El joven le dio las gracias a la anciana, fue al muelle, flotó un barco y puso proa hacia el más remoto de los reinos.
Navegó por el mar, hasta que llegó al reino que buscaba, compareció ante el rey y le pidió la mano de su hija.
-No eres el único que aspira a su mano -le dijo el rey- también la solicita un poderoso noble. Si lo rechazamos, asolará todo el estado.
-Y si me rechazas a mí, lo asolaré yo.
-¿Qué estas diciendo? Mejor será que midáis vuestras fuerzas. Al que venza, yo le concederé la mano de mi hija.
-De acuerdo. Ya puedes invitar a todos los zares , a todos los reyes y los príncipes para que vengan a presenciar una lid honrada y a celebrar la boda.
Emisarios y corredores partieron inmediatamente en todas direcciones y, antes de que transcurriera un año, se habían reunido todos. También acudió el zar, que mandó encerrar a su hija en un barril y arrojarlo al mar. El día convenido, los nobles se alinearon para una lucha que solo podía terminar con la muerte del adversario. Lucharon con valor. Sus golpes hacían gemir la tierra, doblarse los bosques y agitarse los ríos. El hijo de la princesa venció a su adversario, cercenándole la altiva cabeza.
Acudieron los nobles cortesanos, agarraron al valeroso joven por los brazos y lo llevaron a palacio. Al día siguiente, se desposó con la princesa, y cuando terminaron los festejos, invitó a todos los zares y los príncipes allí presentes a que fueran a casa de sus padres. Todos aceptaron, subieron a un barco y se hicieron a la mar.
Cuando llegaron la princesa y su esposo acogieron dignamente a los visitantes, organizando banquetes y festejos en su honor. Todos contemplaron admirados el palacio y los jardines, porque en ninguna parte habían visto nada igual, pero lo que más les maravilló fueron las ocas y el ganso; por una oca de aquellas se podía dar medio reino.
Después de haberlo pasado muy bien, los visitantes se dispusieron a partir, pero antes de que llegasen al muelle, les dieron alcance unos veloces mensajeros.
-Nuestro señor les ruega que vuelvan -dijeron-. Quiere mantener con ustedes un consejo secreto.
Todos volvieron al palacio. Su anfitrión los recibió diciendo:
-Lo que ha sucedido no debía ocurrir entre personas dignas; ha desaparecido una oca, y eso no ha podido hacerlo sino uno de vosotros.

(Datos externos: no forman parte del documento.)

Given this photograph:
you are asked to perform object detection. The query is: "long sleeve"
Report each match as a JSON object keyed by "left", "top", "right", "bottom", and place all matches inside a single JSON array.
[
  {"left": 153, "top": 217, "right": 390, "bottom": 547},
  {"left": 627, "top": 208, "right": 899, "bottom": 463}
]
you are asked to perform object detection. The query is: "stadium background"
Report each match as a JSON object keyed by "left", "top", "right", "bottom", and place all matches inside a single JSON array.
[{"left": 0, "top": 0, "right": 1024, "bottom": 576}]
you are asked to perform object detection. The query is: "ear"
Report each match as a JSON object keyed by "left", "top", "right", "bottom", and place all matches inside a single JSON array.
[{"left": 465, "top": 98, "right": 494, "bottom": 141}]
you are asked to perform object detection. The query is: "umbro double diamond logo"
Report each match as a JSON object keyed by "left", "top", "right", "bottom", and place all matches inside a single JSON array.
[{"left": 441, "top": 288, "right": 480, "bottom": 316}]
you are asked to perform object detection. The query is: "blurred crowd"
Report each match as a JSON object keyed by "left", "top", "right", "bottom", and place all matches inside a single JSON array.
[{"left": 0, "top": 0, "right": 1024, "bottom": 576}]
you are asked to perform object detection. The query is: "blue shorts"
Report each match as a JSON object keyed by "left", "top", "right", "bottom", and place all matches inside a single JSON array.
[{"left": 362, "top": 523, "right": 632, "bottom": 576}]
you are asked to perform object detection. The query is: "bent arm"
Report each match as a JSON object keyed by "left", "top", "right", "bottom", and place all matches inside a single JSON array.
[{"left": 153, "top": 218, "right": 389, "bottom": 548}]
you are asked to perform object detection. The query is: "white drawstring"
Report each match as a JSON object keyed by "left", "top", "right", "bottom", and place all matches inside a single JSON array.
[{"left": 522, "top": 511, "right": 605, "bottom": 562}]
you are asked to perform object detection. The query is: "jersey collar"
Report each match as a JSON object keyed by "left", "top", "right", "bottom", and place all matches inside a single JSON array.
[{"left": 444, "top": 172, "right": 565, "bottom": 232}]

-¿Qué estás diciendo? -replicaron zares, reyes y príncipes- Esa es una afirmación muy arriesgada. Registrarnos uno a uno. Si alguien tiene la oca, haces con él lo que te parezca. Si no la encuentras te costará la cabeza.
-De acuerdo -aceptó el señor del palacio.
Y se puso a registrarlos uno por uno. Cuando le llegó la vez al padre de la princesa, murmuró:
-Por mandato del lucio, por bendición divina, que este zar lleve la oca atada debajo del kaftán.
Le entreabrió entonces el kaftán, y allí estaba atada, una de las ocas que tenía la mitad de las plumas de oro y la otra mitad de plata.. Todos los demás se echaron a reír:
-¡Ja, ja, ja! ¡Que tiempos estos! Incluso los zares empiezan a robar...
El padre de la princesa juraba por todos los santos que ni siquiera le había pasado por la imaginación la idea de robar la oca, y que no se imaginaba cómo podía estar allí.
-¡Eso son cuentos! Si la tenías tú, tú eres el culpable.
Pero entonces salió la princesa, se arrojó a los pies del padre y confesó que era su hija, la que casó con un pobre campesino y luego arrojó al mar metida en un barril.
-Padre, tú no quisiste entonces creer mis palabras, pero ahora has comprobado por ti mismo que una persona puede parecer culpable aunque no lo sea.